Catherine Dorion
Les têtes brûlées
Catherine Dorion, Les têtes brûlées. Carnets d’espoir punk, Montréal. Lux éditeur, 2023.
« Nous sommes un parti décentralisé dans notre façon de fonctionner ; nous n’avons pas une façon unique de parler, de prendre la parole. Personne ne nous dit : voici comment nous allons livrer le message. (…) si je dois m’exprimer, par exemple, sur la crise des médias, personne ne me dira comment procéder. » Ce sont ici les paroles de Catherine Dorion publiées dans le numéro 82 d’À bâbord ! en janvier 2020, c’est-à-dire les mots d’une nouvelle députée de Québec Solidaire (QS) pour qui tout semblait possible, y compris mener une stratégie populiste de gauche. Quatre ans plus tard, le moins que l’on puisse affirmer, une fois terminée la lecture des Têtes brûlées, c’est que, d’une part, le fonctionnement de QS semble avoir changé au fil des dernières années et que, depuis, Dorion a déchanté non seulement sur la vie parlementaire, mais à l’égard de QS lui-même, notamment dans sa manière d’envisager ses relations avec les mouvements sociaux.
En fait, outre le livre de Lise Payette écrit il y a quelques décennies (Le pouvoir ? Connais pas !), rarissimes sont les témoignages de la qualité de ces « carnets d’espoir punk » relatant les coulisses du pouvoir (avec un petit « p »). Carnets qui font réfléchir et que je vous invite à lire sans aucune hésitation, et ce, pour deux grandes raisons.
Primo, l’autrice décrit très bien le malaise ressenti par nombre de sympathisant·es de QS qui, à force de vouloir se montrer respectable, devient aussi beige que n’importe quel autre parti. On dira que c’est ici moins l’affaire de personnalités que de contraintes structurelles-organisationnelles auxquelles doit s’astreindre un parti politique dont les récents succès électoraux ont aiguisé l’appétit du pouvoir. Pourtant, ces carnets nous rappellent que cela n’est pas une fatalité, mais relève bel et bien d’un choix politique, fort discutable au demeurant. Aussi, l’ex-députée de Taschereau ne manque pas d’identifier de nombreuses occasions ratées de la gauche (que ce soit en Grèce ou au Québec) et suggère de réfléchir à la pertinence d’un populisme de gauche qui tenterait de déjouer les attentes de la sphère politico-médiatique obsédée par le ronron des actualités évanescentes ou par le conformisme (vestimentaires, entre autres) des femmes en politique.
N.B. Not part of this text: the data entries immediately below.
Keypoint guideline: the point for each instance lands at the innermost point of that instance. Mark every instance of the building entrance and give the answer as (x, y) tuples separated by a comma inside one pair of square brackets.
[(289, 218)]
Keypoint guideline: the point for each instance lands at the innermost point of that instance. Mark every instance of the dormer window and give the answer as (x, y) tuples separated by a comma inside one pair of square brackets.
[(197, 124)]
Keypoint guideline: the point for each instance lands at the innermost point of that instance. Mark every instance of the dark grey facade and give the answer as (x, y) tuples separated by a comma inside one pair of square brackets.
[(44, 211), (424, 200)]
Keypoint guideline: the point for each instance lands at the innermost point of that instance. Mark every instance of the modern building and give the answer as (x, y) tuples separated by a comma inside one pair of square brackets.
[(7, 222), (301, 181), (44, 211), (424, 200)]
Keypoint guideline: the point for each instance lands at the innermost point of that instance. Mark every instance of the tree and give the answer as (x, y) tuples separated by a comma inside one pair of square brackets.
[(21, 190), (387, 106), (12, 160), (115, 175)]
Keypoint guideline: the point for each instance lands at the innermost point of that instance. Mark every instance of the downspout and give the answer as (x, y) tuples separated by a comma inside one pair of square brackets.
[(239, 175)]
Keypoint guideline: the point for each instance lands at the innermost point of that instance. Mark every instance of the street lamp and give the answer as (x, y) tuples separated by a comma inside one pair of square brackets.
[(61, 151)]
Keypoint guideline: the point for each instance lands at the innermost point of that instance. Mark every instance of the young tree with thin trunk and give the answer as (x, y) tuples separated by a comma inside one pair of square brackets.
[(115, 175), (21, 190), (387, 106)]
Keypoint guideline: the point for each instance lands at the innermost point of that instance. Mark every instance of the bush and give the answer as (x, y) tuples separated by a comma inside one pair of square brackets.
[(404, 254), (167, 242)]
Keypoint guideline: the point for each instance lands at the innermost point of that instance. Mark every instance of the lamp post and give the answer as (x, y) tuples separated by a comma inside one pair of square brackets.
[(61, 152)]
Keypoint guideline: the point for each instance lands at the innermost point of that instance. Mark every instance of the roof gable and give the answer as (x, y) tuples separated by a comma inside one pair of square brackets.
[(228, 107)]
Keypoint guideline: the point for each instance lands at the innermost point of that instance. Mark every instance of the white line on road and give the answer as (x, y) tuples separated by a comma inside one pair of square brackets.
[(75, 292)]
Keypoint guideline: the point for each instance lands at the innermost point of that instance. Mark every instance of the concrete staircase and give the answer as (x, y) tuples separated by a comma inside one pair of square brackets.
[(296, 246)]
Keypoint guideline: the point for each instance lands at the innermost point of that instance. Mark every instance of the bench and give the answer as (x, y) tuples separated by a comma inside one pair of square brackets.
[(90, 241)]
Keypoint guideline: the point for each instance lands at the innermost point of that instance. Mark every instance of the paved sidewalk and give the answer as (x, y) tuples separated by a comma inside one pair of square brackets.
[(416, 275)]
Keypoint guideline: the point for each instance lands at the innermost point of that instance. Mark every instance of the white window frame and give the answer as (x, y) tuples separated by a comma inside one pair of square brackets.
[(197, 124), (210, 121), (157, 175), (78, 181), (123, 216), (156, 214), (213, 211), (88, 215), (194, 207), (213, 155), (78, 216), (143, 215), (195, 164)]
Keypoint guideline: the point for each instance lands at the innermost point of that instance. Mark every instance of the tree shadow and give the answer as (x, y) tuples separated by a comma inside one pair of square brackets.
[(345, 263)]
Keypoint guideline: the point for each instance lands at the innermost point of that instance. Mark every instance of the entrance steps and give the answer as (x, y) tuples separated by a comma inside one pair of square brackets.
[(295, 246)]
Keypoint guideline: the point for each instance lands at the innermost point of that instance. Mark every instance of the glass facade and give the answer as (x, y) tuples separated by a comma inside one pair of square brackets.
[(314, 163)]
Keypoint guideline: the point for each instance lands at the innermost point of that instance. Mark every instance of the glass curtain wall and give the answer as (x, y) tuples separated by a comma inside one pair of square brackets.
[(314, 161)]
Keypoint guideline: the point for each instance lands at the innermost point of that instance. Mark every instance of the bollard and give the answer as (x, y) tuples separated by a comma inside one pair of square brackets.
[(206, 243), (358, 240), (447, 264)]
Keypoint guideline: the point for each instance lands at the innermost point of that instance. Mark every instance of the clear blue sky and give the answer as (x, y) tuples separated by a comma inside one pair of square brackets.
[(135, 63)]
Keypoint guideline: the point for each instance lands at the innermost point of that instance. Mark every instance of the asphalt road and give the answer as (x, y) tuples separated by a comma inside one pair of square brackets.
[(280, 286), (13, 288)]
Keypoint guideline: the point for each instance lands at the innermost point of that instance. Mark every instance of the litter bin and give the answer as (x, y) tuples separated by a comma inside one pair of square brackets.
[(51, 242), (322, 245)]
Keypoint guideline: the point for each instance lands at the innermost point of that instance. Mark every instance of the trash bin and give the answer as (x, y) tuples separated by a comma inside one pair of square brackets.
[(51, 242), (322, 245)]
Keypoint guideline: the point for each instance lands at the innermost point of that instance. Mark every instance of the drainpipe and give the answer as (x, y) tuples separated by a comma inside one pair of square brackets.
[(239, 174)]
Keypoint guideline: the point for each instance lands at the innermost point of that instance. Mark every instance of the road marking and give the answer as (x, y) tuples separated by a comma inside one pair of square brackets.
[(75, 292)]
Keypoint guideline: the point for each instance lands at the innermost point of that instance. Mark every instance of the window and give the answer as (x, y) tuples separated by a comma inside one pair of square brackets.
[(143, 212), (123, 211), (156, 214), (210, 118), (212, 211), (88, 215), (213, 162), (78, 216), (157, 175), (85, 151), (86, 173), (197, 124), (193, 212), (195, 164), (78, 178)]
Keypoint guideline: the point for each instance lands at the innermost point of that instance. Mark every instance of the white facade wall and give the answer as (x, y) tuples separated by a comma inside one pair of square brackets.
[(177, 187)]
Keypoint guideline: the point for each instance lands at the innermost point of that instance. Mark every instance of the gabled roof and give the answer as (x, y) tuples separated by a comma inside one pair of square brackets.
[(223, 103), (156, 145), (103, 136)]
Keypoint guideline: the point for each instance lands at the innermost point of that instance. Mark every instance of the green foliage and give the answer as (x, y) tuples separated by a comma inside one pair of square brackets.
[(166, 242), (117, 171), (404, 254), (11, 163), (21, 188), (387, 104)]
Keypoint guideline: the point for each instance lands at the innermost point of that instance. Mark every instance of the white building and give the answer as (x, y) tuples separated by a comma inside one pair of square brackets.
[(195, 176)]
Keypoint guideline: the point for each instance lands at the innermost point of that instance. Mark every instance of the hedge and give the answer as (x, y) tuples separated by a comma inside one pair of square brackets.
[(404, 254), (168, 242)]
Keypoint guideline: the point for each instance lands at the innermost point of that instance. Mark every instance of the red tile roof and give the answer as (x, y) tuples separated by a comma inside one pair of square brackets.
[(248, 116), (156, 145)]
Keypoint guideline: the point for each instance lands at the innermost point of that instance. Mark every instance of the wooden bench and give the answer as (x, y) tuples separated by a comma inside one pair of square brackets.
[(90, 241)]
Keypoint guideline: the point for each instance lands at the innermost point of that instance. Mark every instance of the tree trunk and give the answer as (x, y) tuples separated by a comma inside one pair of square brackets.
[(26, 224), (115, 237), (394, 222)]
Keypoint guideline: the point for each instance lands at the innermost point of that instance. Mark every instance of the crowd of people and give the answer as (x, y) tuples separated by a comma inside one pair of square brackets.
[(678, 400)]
Deuxio, Dorion a l’intelligence de lier le singulier au collectif d’une admirable façon. Dans une mise en abyme quasi parfaite, elle démontre le caractère anxiogène, épuisant et dépressif de notre culture en alliant raison et émotion, et ce, dans une langue accessible qui rejette les codes classistes de la politique institutionnelle. On y trouve donc une belle critique du capitalisme dans ses effets atomisants et pathologiques. De là découle sa conception (romantique diront certain·es) de la politique comme médiation créatrice de liens sociaux.
Au cours de l’entretien cité ci-dessus, Dorion avançait que son parti ne devait pas devenir un parti de politicien·nes et parlait déjà de son « passage » en politique comme une opportunité de « briser quelques murs ». Force est de constater que ces derniers étaient plus solides qu’elle le croyait.